Kendisine oy veren ve vermeyen Amerikalılar kadar tüm dünya ülkelerinin halklarının da Obama'nın ABD Başkanı seçilmesinden heyecan duyması için o kadar fazla sebep var ki, hepsini teker teker saymak mümkün değil. Ama bunlardan biri, neredeyse mutabakatla sürekli ifade ediliyor: Obama beyaz olmayan ilk ABD Başkanı. Sadece o kadar mı? Obama aynı zamanda modern Batı tarihinde beyaz ırktan olmayan ilk devlet başkanı değil mi?
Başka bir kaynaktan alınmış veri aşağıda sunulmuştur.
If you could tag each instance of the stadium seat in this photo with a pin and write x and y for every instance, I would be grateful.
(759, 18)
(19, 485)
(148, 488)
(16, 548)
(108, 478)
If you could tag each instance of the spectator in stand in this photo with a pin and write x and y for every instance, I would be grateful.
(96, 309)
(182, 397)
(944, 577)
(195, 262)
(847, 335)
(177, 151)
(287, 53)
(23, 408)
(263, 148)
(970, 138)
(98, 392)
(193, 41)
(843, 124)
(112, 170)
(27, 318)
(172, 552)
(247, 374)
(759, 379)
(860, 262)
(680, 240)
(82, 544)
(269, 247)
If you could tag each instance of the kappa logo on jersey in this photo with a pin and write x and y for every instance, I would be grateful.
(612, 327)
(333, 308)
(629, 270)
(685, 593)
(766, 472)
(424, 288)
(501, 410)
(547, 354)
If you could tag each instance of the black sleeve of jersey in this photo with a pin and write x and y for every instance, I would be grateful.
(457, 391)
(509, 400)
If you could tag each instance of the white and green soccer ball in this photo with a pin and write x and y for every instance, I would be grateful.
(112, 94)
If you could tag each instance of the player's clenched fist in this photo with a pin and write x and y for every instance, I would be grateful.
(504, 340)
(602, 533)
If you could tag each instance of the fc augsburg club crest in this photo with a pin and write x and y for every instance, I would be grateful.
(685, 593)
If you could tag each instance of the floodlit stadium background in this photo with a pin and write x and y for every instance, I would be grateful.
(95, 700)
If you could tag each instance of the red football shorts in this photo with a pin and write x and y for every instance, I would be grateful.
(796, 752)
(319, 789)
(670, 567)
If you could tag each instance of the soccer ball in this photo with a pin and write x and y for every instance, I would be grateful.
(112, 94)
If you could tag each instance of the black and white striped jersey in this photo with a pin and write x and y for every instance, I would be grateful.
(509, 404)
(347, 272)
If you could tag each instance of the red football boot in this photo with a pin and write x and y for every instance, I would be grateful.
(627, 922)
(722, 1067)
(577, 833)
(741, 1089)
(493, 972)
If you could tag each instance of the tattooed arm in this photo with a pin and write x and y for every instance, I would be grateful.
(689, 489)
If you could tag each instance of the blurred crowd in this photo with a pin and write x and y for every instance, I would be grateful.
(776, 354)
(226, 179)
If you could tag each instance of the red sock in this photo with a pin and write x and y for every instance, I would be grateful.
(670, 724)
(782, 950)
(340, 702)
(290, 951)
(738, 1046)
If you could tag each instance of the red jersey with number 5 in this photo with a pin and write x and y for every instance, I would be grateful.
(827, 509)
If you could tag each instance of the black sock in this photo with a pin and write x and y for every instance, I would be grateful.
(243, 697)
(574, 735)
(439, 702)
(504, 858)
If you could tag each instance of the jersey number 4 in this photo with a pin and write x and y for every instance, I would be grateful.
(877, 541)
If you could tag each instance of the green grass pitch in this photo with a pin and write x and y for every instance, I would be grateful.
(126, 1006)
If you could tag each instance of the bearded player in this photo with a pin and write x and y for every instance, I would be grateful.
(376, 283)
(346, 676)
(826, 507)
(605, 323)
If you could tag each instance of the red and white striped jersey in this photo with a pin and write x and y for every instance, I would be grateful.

Gerçekten de, Septimus Severus'un (193-211) Roma İmparatorluğu'ndan bugüne Avrupa toprakları üzerinde kurulmuş ya da Avrupalıların deniz ötesi topraklarda kurdukları ve nüfusun çoğunluğunu oluşturdukları hangi ülkede bugüne kadar kaç tane Afrika kökenli bir devlet başkanına rastlıyoruz? Kaldı ki, Septimus Severus'un da siyahi değil, Fenikeli veya Berberî kökenli bir aileden geldiğini biliyoruz. Bırakın devlet başkanlığını Shakespeare'in ancak Kıbrıs'ta bir kale komutanı olarak tasavvur edebildiği siyah Othello dışında, Batılı münevverlerin hayal âleminde bile yeri olmayan, bir Afrika kökenlinin nihai karar verici olarak bir birimi idare etmesi Obama'nın başkanlık koltuğuna oturmasıyla hakikat âleminde bire bir tecelli etmektedir. Bu bir devrim değil de nedir? Gerçekten de heyecan duyulması gereken bir gelişme değil midir?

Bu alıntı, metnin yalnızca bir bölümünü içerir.